When did you first get into photography?
I went to Newbury to see Frankel in the Lockinge. As he was being led in I rushed across to the walkway and took a photo of him on my little Sony Ericsson phone and tweeted it. It was retweeted quite a few times and I thought “This is fun.” For about the next year I was chasing around racecourses pointing my phone at horses and taking photos, until I soon decided to buy myself a little compact camera.
I progressed to an SLR a few years ago. It gives me a lot of enjoyment going racing, taking some photos of the day, and then coming home in the evening and seeing what I have. I just wish that I had discovered this pastime when I was younger.
What was the first meeting you took pictures at?
I can’t really remember that, to be honest, but I do remember that during Kingman’s 3 year old campaign I had progressed to an SLR and was trying to improve.
Your photos are very distinctive, why is that?
Since I have become more confident in my ability to capture racing moments and my understanding of the settings on the camera, I fully believe that the accuracy of those settings will determine the quality of the image. I don’t think that there is any right or wrong settings for any particular photo, but getting an optimum equilibrium that will take into account light and movement will dictate the quality of the photo.
Once you get that right, and it is not going to happen with every photo, then you are in a position to enhance that photo with post image editing. Good photos can be improved. Bad photos cannot be made good. It is my objective to consistently produce good photos, and the more I practice and the harder I work at doing that, the better I will become. I work extremely hard at improving, reading about and observing other photographers that are at a level above me.
You had a photo used for the million horse race, how did that come about?
this was the Frankie and Stradivarius photo after they won the Lonsdale Cup at York last season.
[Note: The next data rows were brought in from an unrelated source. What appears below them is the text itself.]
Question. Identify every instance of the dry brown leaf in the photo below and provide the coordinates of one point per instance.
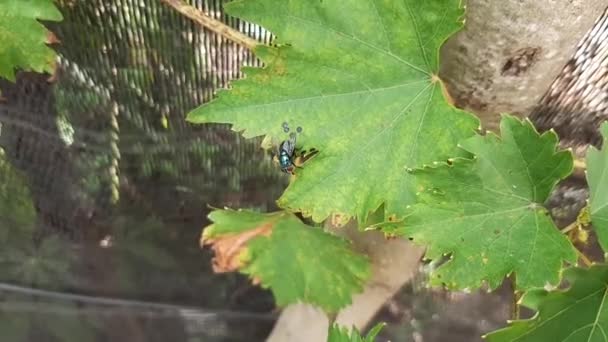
(228, 248)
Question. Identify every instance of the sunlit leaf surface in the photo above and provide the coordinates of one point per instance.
(488, 214)
(579, 313)
(359, 78)
(23, 38)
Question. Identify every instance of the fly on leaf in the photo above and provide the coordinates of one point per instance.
(289, 157)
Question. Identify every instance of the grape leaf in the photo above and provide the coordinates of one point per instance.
(341, 334)
(488, 212)
(597, 178)
(297, 262)
(23, 39)
(359, 78)
(579, 313)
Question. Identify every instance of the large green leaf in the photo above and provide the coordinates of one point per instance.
(341, 334)
(579, 313)
(597, 178)
(22, 38)
(488, 212)
(359, 78)
(297, 262)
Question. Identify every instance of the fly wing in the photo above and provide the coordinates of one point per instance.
(289, 145)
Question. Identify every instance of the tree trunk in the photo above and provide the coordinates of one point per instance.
(504, 60)
(510, 52)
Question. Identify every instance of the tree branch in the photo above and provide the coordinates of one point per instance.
(212, 24)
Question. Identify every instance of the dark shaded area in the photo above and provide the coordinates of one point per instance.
(105, 187)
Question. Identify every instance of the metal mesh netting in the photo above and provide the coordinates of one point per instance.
(104, 188)
(577, 101)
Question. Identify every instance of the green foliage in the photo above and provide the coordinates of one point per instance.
(488, 212)
(576, 314)
(341, 334)
(597, 178)
(359, 78)
(297, 262)
(23, 39)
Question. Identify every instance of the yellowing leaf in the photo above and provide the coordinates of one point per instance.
(488, 214)
(297, 262)
(359, 78)
(579, 313)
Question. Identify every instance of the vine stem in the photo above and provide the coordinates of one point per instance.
(212, 24)
(569, 227)
(515, 312)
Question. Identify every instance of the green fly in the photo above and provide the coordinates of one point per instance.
(287, 151)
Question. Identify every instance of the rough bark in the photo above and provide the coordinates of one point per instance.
(510, 52)
(504, 60)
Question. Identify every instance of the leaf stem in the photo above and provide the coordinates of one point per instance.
(212, 24)
(515, 311)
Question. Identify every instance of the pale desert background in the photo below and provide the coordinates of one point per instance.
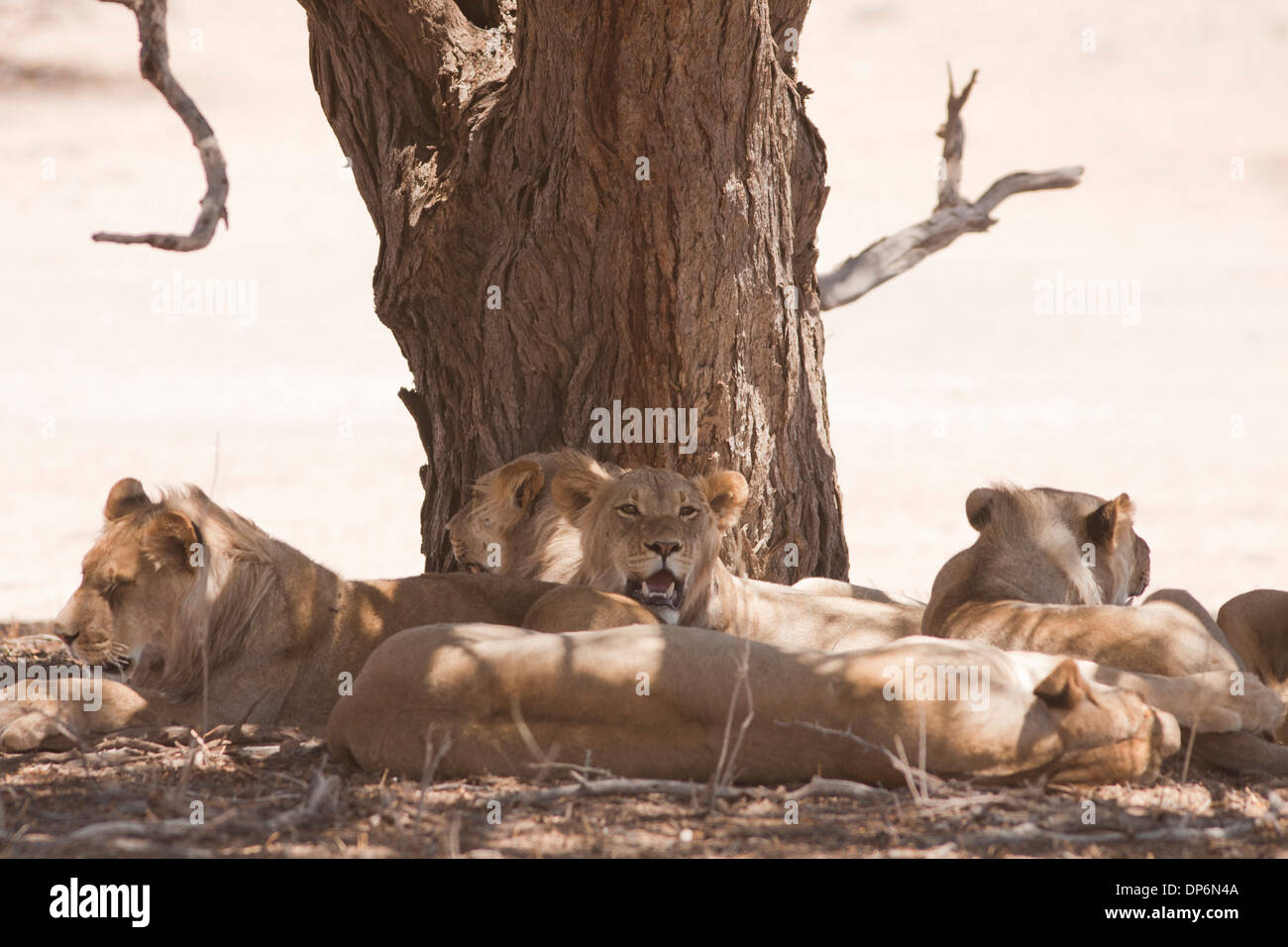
(939, 381)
I was accredited for this meeting and was able to take this shot soon after the race. I am usually restricted to the public enclosures to take my photos, so it was good to be able to have the chance to have some better access.
I was approached by a Weatherby’s employee who asked me if they could use the image for their promotion. I agreed and donated the fee for the image to Racing Welfare.
What is your favourite photo taken?
This would have to be the image that I took at the Burghley horse trials last September (attached). I had identified a fantastic bit of light this side of Lion Bridge. Through the bridge you could see Burghley House and some other official photographers, who I thought may detract from the image initially, but changed my mind at a later date. The fence is one of the later ones on the course, and I was after some splashback and also to see the above through the arch of the bridge.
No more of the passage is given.